What's Wrong? Refining Meeting Summaries with LLM Feedback

Read original: arXiv:2407.11919 - Published 7/17/2024 by Frederic Kirstein, Terry Ruas, Bela Gipp

What's Wrong? Refining Meeting Summaries with LLM Feedback

Overview

The paper focuses on refining meeting summaries using feedback from large language models (LLMs).
The authors introduce the QMSum dataset, which contains annotated meeting summaries with mistakes identified by human experts.
The paper explores using LLM feedback to automatically detect and correct these mistakes, with the goal of improving the quality of meeting summaries.

Plain English Explanation

In this paper, the researchers are looking at ways to improve the quality of meeting summaries using feedback from large language models (LLMs). They have created a dataset called QMSum, which contains meeting summaries that have been annotated by human experts to identify any mistakes or errors.

The key idea is to use the LLMs to automatically detect and correct these mistakes in the meeting summaries. The LLMs can provide valuable feedback on what is missing or inaccurate in the summaries, and this information can then be used to refine and improve the summaries.

This is an important problem to address because meeting summaries are often used to capture the key decisions and action items from important discussions. If these summaries contain errors or omissions, it can lead to confusion and misunderstandings. By leveraging the capabilities of LLMs, the researchers hope to develop more accurate and reliable meeting summaries that better reflect the actual discussions that took place.

Technical Explanation

The paper introduces the QMSum dataset, which contains 1,808 meeting summaries across 232 meetings. Each summary has been annotated by human experts to identify specific mistakes or problems, such as missing key points, inaccurate information, or irrelevant details.

The researchers then explore using large language models (LLMs) to automatically detect and correct these mistakes in the meeting summaries. They experiment with different LLM-based approaches, including using the LLM as a feedback system to identify problems in the summaries, and fine-tuning the LLM on the QMSum dataset to improve its ability to generate high-quality summaries.

The results show that the LLM-based approaches are able to effectively detect and correct many of the mistakes in the meeting summaries, leading to significant improvements in summary quality.
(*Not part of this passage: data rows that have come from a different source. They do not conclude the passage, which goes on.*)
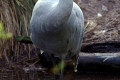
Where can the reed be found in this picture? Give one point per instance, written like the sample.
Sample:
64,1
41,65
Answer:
15,15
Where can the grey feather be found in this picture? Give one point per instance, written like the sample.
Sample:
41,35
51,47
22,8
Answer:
57,27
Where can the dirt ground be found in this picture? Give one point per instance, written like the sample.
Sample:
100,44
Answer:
102,19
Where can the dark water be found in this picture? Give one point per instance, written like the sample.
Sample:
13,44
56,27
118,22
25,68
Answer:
68,75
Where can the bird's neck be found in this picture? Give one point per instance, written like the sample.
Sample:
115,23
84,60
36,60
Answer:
60,14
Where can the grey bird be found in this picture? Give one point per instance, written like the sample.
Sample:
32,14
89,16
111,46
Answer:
57,27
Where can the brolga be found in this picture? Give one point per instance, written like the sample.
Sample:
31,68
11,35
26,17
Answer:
57,27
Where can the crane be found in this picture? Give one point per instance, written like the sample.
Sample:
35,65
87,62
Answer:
57,27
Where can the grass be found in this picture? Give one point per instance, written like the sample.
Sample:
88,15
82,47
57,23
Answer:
15,15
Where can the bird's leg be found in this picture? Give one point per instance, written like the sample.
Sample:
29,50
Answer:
62,69
76,62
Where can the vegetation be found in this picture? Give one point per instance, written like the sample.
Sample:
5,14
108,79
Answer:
14,20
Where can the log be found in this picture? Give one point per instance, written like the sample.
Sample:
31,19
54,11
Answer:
95,57
99,62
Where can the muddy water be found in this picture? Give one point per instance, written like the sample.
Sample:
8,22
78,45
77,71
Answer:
68,75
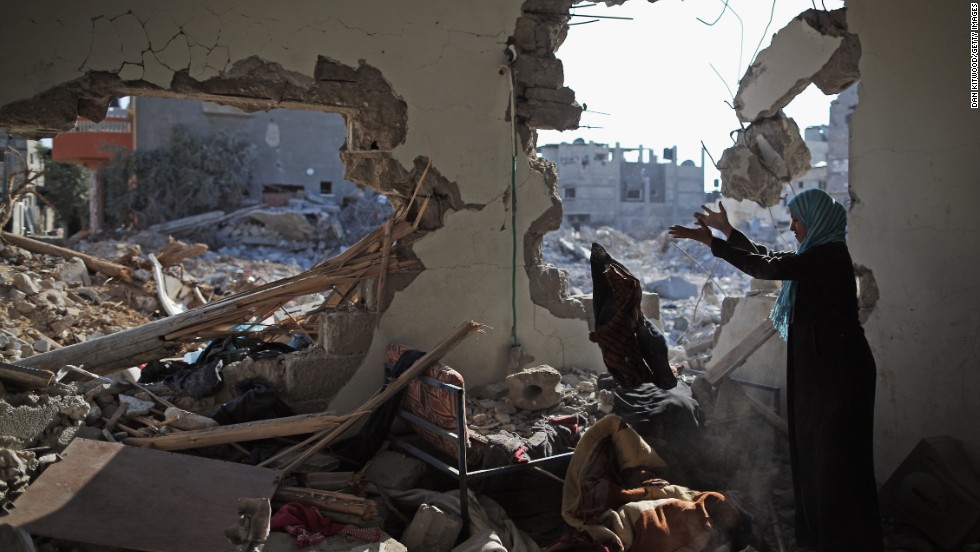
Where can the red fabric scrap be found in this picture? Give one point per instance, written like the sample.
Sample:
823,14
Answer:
310,527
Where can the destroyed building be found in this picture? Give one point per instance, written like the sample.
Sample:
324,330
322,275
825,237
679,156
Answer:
427,89
601,186
294,149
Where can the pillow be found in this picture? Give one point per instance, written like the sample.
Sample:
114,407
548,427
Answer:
434,404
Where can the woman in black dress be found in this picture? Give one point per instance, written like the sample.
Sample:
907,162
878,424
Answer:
830,376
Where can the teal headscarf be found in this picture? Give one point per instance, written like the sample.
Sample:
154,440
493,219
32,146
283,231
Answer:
825,221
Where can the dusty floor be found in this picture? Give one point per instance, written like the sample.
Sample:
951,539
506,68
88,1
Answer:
77,307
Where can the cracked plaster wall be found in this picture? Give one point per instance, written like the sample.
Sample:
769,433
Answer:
914,170
431,67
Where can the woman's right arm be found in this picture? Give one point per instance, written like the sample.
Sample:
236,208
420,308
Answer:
766,265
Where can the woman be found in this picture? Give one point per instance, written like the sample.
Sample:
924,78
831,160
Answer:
830,376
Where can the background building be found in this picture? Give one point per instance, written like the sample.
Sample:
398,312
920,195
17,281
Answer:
18,161
626,188
839,144
92,145
297,151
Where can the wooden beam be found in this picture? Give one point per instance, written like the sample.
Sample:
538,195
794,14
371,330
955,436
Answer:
163,338
25,377
740,353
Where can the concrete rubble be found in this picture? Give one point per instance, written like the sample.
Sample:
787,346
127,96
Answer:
766,155
815,47
37,425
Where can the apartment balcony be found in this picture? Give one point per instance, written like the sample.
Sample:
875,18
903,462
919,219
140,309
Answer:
93,144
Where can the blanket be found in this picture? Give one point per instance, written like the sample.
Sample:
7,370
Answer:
612,494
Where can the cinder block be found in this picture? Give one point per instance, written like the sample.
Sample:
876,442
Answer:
535,388
393,470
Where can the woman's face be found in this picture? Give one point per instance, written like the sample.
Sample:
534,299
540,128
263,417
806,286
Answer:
799,230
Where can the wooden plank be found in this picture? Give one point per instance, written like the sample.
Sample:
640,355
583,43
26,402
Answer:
26,377
327,436
138,498
158,339
94,264
740,353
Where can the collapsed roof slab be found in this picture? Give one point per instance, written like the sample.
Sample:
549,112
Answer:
815,43
767,154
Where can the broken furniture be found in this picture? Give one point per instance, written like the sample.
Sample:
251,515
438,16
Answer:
435,407
935,489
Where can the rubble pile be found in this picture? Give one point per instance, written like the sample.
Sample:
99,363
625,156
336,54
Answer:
49,303
497,407
34,428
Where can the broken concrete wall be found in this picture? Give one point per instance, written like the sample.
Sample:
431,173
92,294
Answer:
913,174
415,82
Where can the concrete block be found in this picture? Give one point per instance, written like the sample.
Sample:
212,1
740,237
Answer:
27,423
673,287
136,407
766,155
347,333
306,380
25,283
432,530
535,388
74,271
650,305
784,69
767,365
393,470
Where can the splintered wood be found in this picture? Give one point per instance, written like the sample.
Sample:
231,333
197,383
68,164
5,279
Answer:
162,338
305,450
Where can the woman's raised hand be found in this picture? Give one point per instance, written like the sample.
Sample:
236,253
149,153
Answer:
715,219
701,233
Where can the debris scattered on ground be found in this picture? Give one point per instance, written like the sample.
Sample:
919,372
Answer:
53,302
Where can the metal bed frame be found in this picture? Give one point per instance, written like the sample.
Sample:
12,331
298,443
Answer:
460,472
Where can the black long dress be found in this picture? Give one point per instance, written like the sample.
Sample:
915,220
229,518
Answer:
830,381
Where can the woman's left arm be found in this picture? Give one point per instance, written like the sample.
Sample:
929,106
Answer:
780,265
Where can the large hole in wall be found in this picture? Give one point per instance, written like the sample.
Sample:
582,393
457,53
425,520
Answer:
623,191
356,102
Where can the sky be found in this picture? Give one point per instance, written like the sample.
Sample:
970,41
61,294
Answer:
661,78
The researchers also find that fine-tuning the LLM on the QMSum dataset is particularly effective, as it allows the model to better understand the specific characteristics and patterns of meeting summaries.

Critical Analysis

The paper provides a valuable contribution to the field of text summarization, particularly in the context of meeting summaries. However, there are a few potential limitations and areas for further research:

The QMSum dataset is relatively small, with only 232 meetings, which may limit the generalizability of the findings. It would be interesting to see if the LLM-based approaches can scale to larger datasets or different types of meetings.
The paper does not explore the use of interactive summarization approaches, where the user can provide feedback and iteratively refine the summary. This could be a promising direction for future work.
The evaluation metrics used in the paper, such as ROUGE, may not fully capture the nuances of summary quality, such as coherence, relevance, and usefulness. Exploring alternative evaluation methods could provide additional insights.
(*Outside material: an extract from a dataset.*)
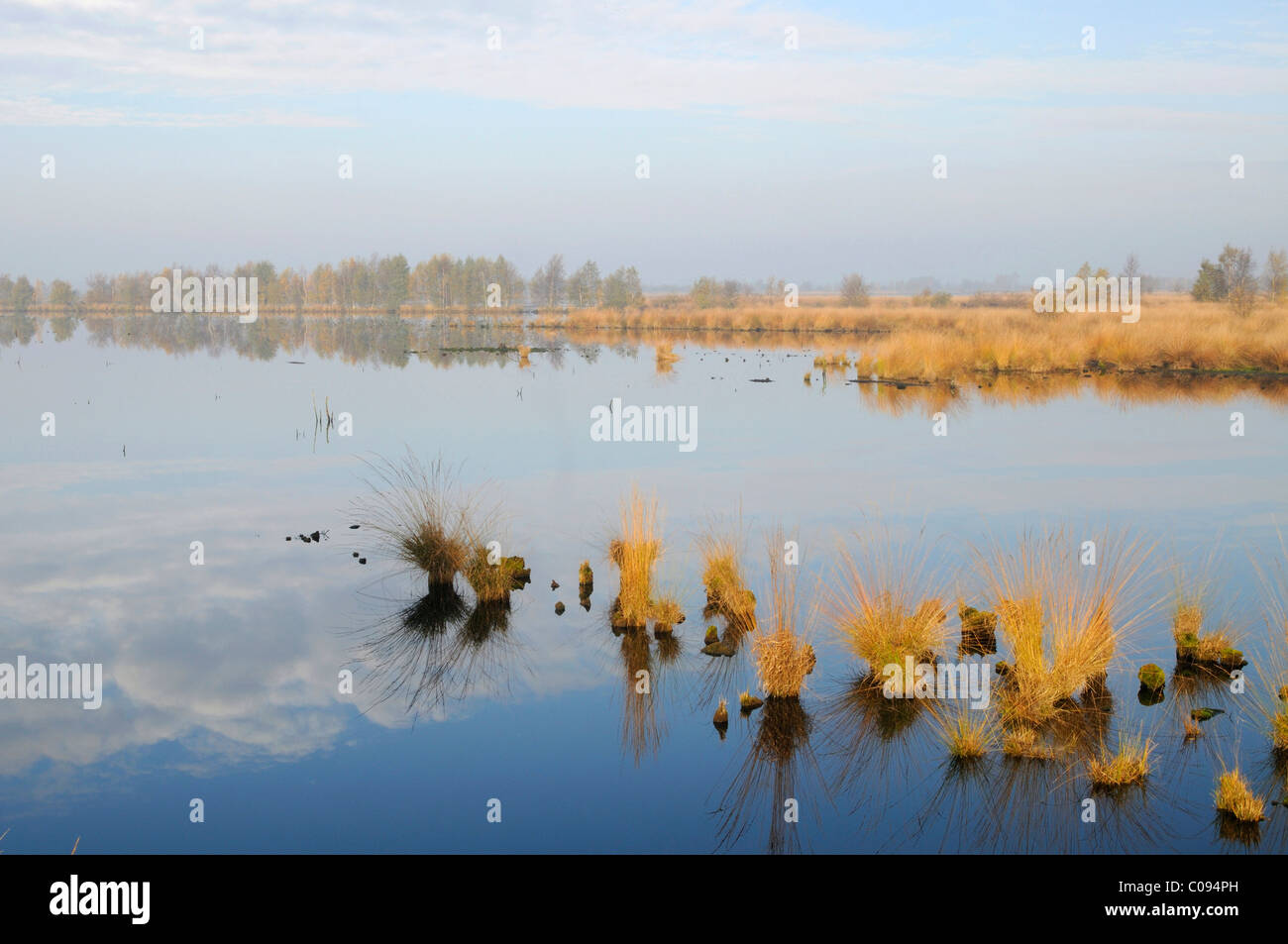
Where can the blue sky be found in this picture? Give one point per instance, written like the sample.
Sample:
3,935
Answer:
802,163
Overall, the paper presents a compelling approach to improving meeting summaries using LLM feedback, and the QMSum dataset provides a valuable resource for future research in this area.

Conclusion

This paper proposes a novel approach to refining meeting summaries using feedback from large language models (LLMs). By leveraging the QMSum dataset, which contains annotated meeting summaries with identified mistakes, the researchers demonstrate that LLM-based techniques can effectively detect and correct these errors, leading to significant improvements in summary quality.
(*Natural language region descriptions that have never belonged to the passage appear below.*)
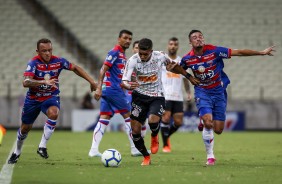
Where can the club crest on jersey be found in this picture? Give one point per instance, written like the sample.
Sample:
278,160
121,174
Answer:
28,67
47,76
109,58
201,69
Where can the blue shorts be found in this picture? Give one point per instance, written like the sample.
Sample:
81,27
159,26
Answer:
212,103
111,104
32,108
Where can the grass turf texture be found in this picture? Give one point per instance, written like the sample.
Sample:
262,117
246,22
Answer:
245,157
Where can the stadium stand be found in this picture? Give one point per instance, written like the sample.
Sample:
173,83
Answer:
19,33
253,24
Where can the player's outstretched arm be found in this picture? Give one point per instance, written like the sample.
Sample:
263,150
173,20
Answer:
98,92
82,73
30,82
246,52
175,68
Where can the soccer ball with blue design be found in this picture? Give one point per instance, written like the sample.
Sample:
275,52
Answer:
111,158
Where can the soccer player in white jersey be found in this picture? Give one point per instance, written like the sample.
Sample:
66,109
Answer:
172,84
128,93
148,97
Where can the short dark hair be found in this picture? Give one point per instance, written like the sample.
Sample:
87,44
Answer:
173,39
42,40
124,31
145,44
134,43
194,31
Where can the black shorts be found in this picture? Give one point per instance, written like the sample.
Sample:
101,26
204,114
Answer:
143,105
174,106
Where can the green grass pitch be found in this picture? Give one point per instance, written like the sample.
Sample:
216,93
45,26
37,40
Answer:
242,157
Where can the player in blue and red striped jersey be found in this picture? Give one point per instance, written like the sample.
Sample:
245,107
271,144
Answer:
207,64
109,89
41,77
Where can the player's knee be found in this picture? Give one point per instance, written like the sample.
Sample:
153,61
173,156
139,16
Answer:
25,129
178,123
218,132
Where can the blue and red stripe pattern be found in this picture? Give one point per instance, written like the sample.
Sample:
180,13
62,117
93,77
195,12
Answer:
39,70
207,67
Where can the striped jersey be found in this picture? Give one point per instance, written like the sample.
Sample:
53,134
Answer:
39,70
172,83
115,60
148,74
208,67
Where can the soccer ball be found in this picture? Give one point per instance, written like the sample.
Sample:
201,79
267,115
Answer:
111,158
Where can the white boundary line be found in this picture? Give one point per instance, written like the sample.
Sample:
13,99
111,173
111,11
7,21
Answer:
7,169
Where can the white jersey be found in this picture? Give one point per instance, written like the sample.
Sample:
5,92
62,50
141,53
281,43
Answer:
172,83
148,74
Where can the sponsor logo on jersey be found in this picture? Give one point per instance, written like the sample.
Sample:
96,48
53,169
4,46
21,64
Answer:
109,57
222,54
47,76
28,68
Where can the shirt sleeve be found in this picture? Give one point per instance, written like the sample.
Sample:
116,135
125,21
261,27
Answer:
111,58
66,64
182,63
30,69
223,52
129,68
The findings from this research have important implications for the field of text summarization, particularly in the context of meeting notes and other domain-specific summaries. By incorporating LLM-based feedback, organizations can strive to produce more accurate and reliable meeting summaries, which can lead to better decision-making, improved collaboration, and more effective communication.

Overall, this paper represents a significant step forward in the quest to develop more intelligent and adaptable text summarization systems, and the QMSum dataset provides a valuable resource for further exploration and innovation in this exciting field.

This summary was produced with help from an AI and may contain inaccuracies - check out the links to read the original source documents!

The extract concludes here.